Published on January 23, 2002

There's something familiar, something half-remembered in this music, with its vaguely Spanish melodic snippets, its Eastern European-flavored rhythms. The singer has a piercing tenor not unlike that of Radiohead's Thom Yorke. Violins shine with tremulous vibrato on each note of a mournful introduction and then explode into furious bow-slinging for the body of the song. DeVotchKa plays with musical influences -- the emphasis belongs on "play." The members of this Colorado-based quintet are students of international sounds, but they don't seem interested in digging too deep. By avoiding mastery of any one ethnic style, DeVotchKa creates what might be described as American gypsy music, a fusion of whatever intriguing sounds have crossed the band members' paths.
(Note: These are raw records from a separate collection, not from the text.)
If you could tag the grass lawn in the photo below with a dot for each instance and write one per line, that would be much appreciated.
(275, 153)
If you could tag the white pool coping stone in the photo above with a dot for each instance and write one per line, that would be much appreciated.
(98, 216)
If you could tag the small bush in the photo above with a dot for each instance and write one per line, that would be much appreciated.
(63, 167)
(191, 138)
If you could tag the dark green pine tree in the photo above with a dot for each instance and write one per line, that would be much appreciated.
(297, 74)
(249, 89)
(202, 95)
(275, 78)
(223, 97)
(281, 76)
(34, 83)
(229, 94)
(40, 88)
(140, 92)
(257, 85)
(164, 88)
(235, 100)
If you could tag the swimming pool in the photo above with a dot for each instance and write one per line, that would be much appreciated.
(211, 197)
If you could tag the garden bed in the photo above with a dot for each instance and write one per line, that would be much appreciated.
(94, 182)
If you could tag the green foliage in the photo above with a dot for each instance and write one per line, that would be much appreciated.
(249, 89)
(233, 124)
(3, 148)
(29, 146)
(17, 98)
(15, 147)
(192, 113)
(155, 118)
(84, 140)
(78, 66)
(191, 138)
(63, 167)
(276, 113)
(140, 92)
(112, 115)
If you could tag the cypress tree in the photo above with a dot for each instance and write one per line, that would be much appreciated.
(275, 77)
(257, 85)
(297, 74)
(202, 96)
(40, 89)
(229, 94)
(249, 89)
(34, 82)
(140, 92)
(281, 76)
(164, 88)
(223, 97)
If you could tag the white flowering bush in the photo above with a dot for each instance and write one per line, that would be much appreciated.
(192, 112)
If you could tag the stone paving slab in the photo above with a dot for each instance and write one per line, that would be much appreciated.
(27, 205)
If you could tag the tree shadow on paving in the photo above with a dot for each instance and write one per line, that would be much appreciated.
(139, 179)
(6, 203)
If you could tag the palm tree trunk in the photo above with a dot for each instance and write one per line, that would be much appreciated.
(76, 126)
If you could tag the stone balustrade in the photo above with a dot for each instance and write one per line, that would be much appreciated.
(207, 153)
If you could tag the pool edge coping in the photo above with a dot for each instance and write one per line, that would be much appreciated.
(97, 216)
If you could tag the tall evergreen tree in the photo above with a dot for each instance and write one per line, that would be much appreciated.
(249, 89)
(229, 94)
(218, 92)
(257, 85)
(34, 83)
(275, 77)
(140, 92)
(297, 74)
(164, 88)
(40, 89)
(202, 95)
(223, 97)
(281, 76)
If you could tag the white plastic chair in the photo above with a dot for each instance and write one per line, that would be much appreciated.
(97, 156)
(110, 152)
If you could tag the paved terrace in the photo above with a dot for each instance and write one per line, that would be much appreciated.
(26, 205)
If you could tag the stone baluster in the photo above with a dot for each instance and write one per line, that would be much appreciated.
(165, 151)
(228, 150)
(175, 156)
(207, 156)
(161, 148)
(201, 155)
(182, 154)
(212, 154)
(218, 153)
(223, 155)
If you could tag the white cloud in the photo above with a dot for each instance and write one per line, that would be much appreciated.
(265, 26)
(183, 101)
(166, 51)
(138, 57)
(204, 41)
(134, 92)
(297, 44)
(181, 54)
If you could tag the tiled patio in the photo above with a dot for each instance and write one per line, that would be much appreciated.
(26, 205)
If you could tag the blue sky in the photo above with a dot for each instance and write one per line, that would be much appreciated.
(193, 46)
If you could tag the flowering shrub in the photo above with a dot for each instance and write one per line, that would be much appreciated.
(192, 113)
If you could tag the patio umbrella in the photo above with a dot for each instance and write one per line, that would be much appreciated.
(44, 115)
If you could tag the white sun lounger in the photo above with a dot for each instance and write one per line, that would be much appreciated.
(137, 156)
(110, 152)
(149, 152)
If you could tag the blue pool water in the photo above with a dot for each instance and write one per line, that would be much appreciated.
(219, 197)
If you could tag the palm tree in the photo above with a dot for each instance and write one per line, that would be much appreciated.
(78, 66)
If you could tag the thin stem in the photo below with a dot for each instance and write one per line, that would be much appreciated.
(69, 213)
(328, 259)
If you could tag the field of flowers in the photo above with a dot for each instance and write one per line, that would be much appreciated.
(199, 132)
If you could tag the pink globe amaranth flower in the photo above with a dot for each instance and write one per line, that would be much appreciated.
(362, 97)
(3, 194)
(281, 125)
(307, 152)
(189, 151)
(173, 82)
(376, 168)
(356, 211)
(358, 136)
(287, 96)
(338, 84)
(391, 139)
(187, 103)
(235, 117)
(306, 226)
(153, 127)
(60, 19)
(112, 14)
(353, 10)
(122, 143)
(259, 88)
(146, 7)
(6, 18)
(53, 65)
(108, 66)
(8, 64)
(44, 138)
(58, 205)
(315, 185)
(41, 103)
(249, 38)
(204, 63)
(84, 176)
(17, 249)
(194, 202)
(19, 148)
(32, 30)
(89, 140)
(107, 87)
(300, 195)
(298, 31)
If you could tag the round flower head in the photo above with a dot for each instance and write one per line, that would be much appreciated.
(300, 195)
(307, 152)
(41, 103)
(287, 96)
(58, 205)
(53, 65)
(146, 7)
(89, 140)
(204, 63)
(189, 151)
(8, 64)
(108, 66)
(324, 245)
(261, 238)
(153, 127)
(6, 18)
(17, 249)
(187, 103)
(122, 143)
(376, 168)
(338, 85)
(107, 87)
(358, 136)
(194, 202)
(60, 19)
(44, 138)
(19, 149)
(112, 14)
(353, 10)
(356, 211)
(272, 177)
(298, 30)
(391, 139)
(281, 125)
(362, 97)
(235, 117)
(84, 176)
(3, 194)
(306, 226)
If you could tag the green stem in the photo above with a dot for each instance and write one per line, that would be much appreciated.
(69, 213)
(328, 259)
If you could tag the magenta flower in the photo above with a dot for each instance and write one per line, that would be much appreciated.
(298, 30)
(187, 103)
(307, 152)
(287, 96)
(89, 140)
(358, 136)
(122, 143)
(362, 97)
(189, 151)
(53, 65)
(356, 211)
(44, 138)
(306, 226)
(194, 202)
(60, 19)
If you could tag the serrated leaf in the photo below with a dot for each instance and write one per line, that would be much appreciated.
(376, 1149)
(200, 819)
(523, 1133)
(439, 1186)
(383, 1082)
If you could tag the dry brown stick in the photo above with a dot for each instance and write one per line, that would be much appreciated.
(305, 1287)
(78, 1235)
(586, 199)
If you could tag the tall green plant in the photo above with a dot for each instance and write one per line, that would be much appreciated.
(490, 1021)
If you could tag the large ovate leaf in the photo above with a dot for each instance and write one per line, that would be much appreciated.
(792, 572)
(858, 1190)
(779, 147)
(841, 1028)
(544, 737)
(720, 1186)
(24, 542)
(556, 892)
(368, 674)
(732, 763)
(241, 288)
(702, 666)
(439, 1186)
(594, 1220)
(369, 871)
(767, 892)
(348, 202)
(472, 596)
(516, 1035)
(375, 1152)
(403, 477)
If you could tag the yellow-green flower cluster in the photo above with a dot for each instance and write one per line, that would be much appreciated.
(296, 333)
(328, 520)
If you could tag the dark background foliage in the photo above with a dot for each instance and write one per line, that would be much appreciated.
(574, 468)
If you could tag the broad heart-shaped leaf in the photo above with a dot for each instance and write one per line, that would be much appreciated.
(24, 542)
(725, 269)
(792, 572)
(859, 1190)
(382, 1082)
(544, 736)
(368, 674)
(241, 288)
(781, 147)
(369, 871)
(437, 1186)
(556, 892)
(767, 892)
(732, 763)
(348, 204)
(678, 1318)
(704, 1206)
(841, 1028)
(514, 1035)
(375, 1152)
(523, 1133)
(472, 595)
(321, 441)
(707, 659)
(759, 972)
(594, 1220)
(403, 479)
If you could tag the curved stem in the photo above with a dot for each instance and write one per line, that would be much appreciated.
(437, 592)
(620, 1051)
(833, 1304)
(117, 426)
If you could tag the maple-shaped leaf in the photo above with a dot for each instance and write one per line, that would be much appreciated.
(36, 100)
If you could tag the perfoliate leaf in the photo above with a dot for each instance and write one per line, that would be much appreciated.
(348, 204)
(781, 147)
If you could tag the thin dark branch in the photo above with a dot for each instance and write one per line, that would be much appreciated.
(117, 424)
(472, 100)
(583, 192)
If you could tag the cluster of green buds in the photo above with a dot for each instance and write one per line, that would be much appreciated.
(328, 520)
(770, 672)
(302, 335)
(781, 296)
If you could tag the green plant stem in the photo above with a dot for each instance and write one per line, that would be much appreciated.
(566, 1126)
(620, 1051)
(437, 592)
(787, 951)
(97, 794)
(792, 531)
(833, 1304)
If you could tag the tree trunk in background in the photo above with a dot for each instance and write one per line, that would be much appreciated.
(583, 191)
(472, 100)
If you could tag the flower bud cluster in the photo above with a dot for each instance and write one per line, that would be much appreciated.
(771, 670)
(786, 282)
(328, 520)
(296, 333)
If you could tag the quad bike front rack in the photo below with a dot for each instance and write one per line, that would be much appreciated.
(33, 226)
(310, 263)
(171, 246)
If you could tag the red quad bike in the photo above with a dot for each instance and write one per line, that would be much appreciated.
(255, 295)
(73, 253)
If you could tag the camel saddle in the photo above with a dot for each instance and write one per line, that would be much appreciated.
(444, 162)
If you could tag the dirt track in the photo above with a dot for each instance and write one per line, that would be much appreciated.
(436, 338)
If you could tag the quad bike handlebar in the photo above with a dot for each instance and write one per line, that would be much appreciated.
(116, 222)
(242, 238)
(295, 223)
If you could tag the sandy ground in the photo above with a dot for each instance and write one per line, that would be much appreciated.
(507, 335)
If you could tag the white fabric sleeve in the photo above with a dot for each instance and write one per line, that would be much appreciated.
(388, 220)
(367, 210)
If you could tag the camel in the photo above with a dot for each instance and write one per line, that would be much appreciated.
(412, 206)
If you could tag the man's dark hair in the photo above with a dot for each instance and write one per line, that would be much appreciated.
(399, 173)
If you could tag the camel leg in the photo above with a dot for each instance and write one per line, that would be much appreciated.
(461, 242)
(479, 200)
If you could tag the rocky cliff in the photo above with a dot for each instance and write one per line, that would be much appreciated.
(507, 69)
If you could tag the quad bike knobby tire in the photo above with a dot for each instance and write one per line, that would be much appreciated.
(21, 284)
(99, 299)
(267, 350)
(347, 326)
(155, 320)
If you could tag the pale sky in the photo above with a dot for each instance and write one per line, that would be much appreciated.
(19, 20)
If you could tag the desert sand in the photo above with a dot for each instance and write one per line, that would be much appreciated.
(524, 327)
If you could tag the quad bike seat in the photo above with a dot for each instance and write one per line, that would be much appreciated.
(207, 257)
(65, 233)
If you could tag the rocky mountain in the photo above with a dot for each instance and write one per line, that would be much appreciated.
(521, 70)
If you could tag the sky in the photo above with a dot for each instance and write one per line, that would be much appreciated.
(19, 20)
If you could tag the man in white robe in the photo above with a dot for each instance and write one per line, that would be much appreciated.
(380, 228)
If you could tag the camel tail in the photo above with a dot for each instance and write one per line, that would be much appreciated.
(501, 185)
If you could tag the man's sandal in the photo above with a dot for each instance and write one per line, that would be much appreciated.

Many players have wandered in and out of DeVotchKa's ranks over the past six years, bringing new ideas to the stylistic mix. Singer and principal songwriter Nick Urata remains the constant; the fact that he plays guitar and trumpet, two instruments diametrically opposed in the techniques required, suggests the diversity of his musical brain patterns. Right now, membership in the band seems to require the ability to play one wind instrument and one hand: Tom Hagerman plays violin and accordion, Paul Fonfera plays clarinet and cello, Jeanie Schroeder plays sousaphone and upright bass and Sean King plays drums (he apparently gets an exemption from wind duties). This lineup appeared at the Way Out Club twice last year and blew the audience away on each occasion. Don't miss them.